Lawrence (Laurie) Alfred J Glyde

Lawrence Alfred J Glyde

Club President from 1976-1983.

L.A.J. Glyde

By Brian Denman

Lawrence Alfred J Glyde was born on 1.10.1905 in Hastings. He was educated at Hastings Grammar School which developed a good chess club. One of the teachers there was George Packer, who was to win the Sussex Championship in 1925. The early 1920s was a good time to be a junior chess player, as the Hastings CC set in motion its Boy’s Congress. The president, Herbert Dobell, was keen on the development of junior chess as was the local chess columnist, Edward Ackroyd.

The Hastings and St Leonards Observer of 7.4.1923 reported on a 20 board simultaneous at the club by the strong German player Jacques Mieses. He did not lose any games, but young Glyde managed to obtain a draw.

Laurie soon graduated from playing for Hastings schoolboys to representing the club at senior level and in 1924 he made his county debut. In 1927 he gained a good win in the McArthur Cup when he defeated E M Jackson in a Hastings v Bexhill match.

He was a local government worker and in the late 1920s he moved away from Hastings. He still had a soft spot, however, for the Hastings CC and he played in a number of Hastings v Brighton matches in the 1930s. In the Hastings and St Leonards Observer of 4.1.1936 it is reported that he was playing for the Hastings branch of the NALGO local authority union in the Pullinger Cup. George Norman was another significant Hastings CC player in the same team.

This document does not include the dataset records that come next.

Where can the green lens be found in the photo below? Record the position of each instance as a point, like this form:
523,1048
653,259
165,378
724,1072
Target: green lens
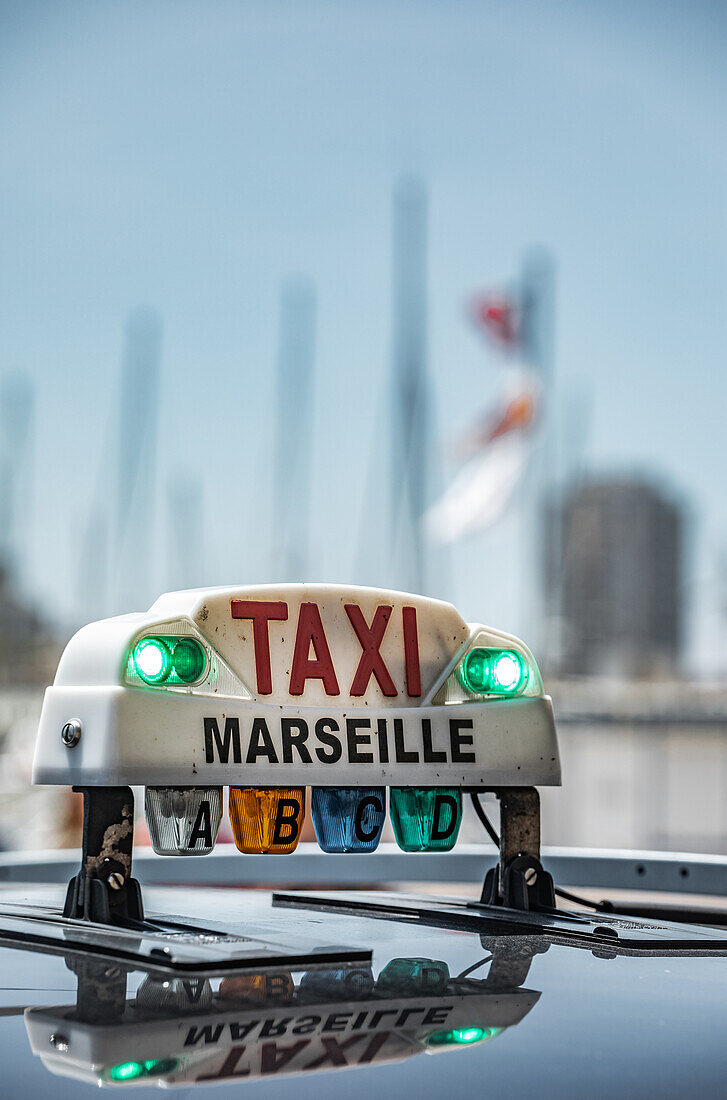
188,660
152,660
426,818
475,671
493,672
132,1070
462,1036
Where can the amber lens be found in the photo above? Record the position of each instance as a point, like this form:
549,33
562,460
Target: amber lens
267,818
259,989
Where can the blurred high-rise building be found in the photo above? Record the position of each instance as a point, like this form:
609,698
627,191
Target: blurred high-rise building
614,562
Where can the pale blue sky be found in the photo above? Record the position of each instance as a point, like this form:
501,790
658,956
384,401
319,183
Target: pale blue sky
191,155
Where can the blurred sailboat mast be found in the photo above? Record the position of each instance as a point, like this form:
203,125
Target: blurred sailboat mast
409,416
294,435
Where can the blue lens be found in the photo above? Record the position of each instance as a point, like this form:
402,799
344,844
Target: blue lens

After the war Laurie helped to build up a strong Ilford CC team and he has been accredited with starting the annual Ilford Congress. Ilford were one of the regular opponents for Hastings and many hard fought games between the two clubs were fought.

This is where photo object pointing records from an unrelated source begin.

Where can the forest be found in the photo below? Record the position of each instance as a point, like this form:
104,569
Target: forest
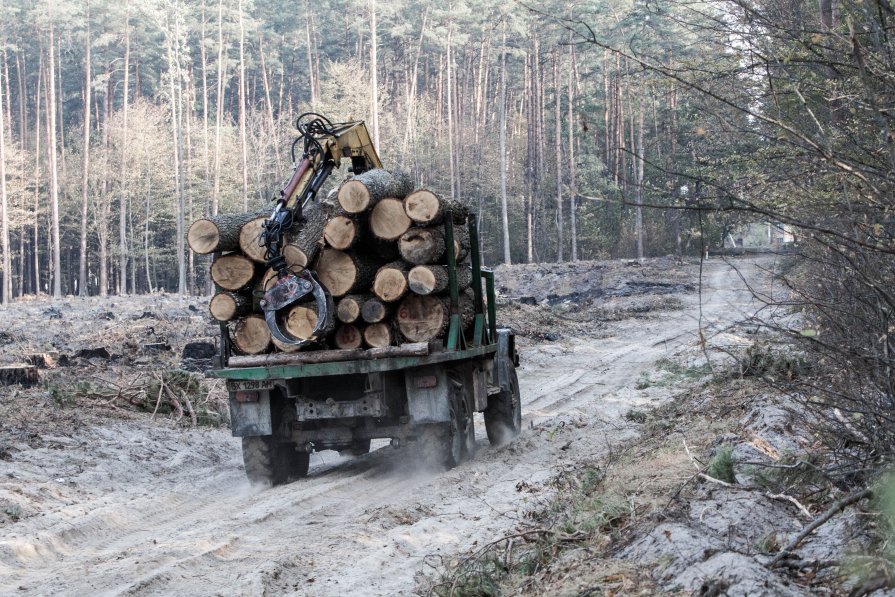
124,121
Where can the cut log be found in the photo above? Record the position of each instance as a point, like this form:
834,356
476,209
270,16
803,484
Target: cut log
225,305
250,239
232,272
348,336
358,194
418,349
300,321
344,272
341,232
304,239
374,310
25,375
219,233
388,221
390,283
426,208
251,335
434,279
420,246
348,310
425,318
379,335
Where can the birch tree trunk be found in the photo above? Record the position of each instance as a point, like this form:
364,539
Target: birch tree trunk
122,174
4,209
85,172
503,148
558,150
54,174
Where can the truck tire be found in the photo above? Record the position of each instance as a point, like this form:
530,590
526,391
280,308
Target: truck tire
269,462
503,416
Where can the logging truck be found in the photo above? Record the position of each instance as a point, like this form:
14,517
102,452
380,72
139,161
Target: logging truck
381,323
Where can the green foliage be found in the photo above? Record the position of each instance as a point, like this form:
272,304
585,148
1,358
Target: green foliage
721,466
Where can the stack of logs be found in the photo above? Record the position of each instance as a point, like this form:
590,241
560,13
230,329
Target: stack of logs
377,246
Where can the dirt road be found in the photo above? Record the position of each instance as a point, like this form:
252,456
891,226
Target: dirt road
134,509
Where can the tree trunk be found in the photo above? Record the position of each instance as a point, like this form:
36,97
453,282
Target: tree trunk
390,283
4,211
380,335
358,194
54,175
348,310
85,172
558,149
374,310
426,208
348,336
435,279
388,220
233,272
504,216
218,233
343,272
122,174
251,335
225,306
341,232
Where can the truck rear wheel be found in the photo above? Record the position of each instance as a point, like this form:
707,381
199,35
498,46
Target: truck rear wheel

After retiring in 1967 he returned to Hastings to live, which was a major boost for the chess club. In 1969 he was elected as congress director and at the end of 1970 he announced that the Hastings Premier event would be extended to include more players. He himself played quite a lot of chess in this period and in 1970 he won the Anslow Cup (N.B. this cup was presented to the club by George Anslow in 1939. You may well know if it still exists).

Early in 1974 Laurie resigned as congress director. An extraordinary meeting of the club was called on 26th January at which it was announced that the finances for the last Congress showed a deficit of about £600 and Jim Slater would in future be reducing his contribution to the event. Bill Dunphy took over as congress director and the club eventually recovered from the crisis.

In 1976 Laurie took over the president’s position from Reg Manfield. This does not seem to have been a bad period for the Congress with sponsors being found. However, it seems that some financial problems were experienced within the club. In order to raise money books in the club’s extensive library were sold as were club memorabilia.

In 1977 Laurie won the club’s lightning competition and thus received the cup that he had donated to the club. He may have been the first winner of the event.

He died suddenly on 14.6.1983 at the age of 77.